(An idea I had while responding to this quotes thread)
"Correlation does not imply causation" is bandied around inexpertly and inappropriately all over the internet. Lots of us hate this.
But get this: the phrase, and the most obvious follow-up phrases like "what does imply causation?" are not high-competition search terms. Up until about an hour ago, the domain name correlationdoesnotimplycausation.com was not taken. I have just bought it.
There is a correlation-does-not-imply-causation shaped space on the internet, and it's ours for the taking. I would like to fill this space with a small collection of relevant educational resources explaining what is meant by the term, why it's important, why it's often used inappropriately, and the circumstances under which one may legitimately infer causation.
At the moment the Wikipedia page is trying to do this, but it's not really optimised for the task. It also doesn't carry the undercurrent of "no, seriously, lots of smart people get this wrong; let's make sure you're not one of them", and I think it should.
The purpose of this post is two-fold:
Firstly, it lets me say "hey dudes, I've just had this idea. Does anyone have any suggestions (pragmatic/technical, content-related, pointing out why it's a terrible idea, etc.), or alternatively, would anyone like to help?"
Secondly, it raises the question of what other corners of the internet are ripe for the planting of sanity waterline-raising resources.
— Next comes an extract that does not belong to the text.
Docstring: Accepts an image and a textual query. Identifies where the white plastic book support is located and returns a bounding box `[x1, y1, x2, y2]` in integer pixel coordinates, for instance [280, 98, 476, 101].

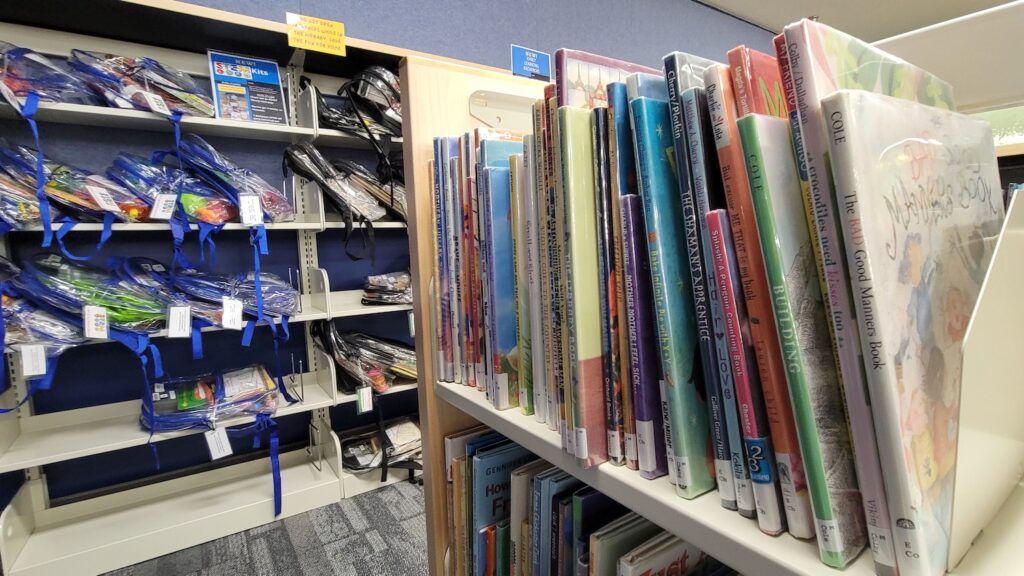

Are there any other similar concepts that people commonly get wrong, but don't have much of a guiding explanatory web presence to them? Could we put together a simple web platform for carrying out this task in lots of different places? The LW readership seems ideally placed to collectively do this sort of work.
Pet peeve:
The saying should be: "statistical dependence does not imply causality." Correlation is a particular measure of a linear relationship. A lack of correlation can happily coexist with statistical dependence if variables are related in a complicated non-linear way. This "correlation" business needlessly emphasizes linear models (prevalent in Stat at the time of Pearson et al.) See also this: http://en.wikipedia.org/wiki/Correlation_and_dependence
Also, this is true: "lack of statistical dependence does not imply lack of causality" (due to effect cancellation).
They can also be completely independant and have causation, but that's not something that would happen by chance. The only time I know of where something like that will happen is if the cause is designed to regulate whatever it's independant of. For example, the temperature doesn't correlate to the power going through the heater or air conditioner, since it's always constant, which is because the heater and air conditioner keep it constant.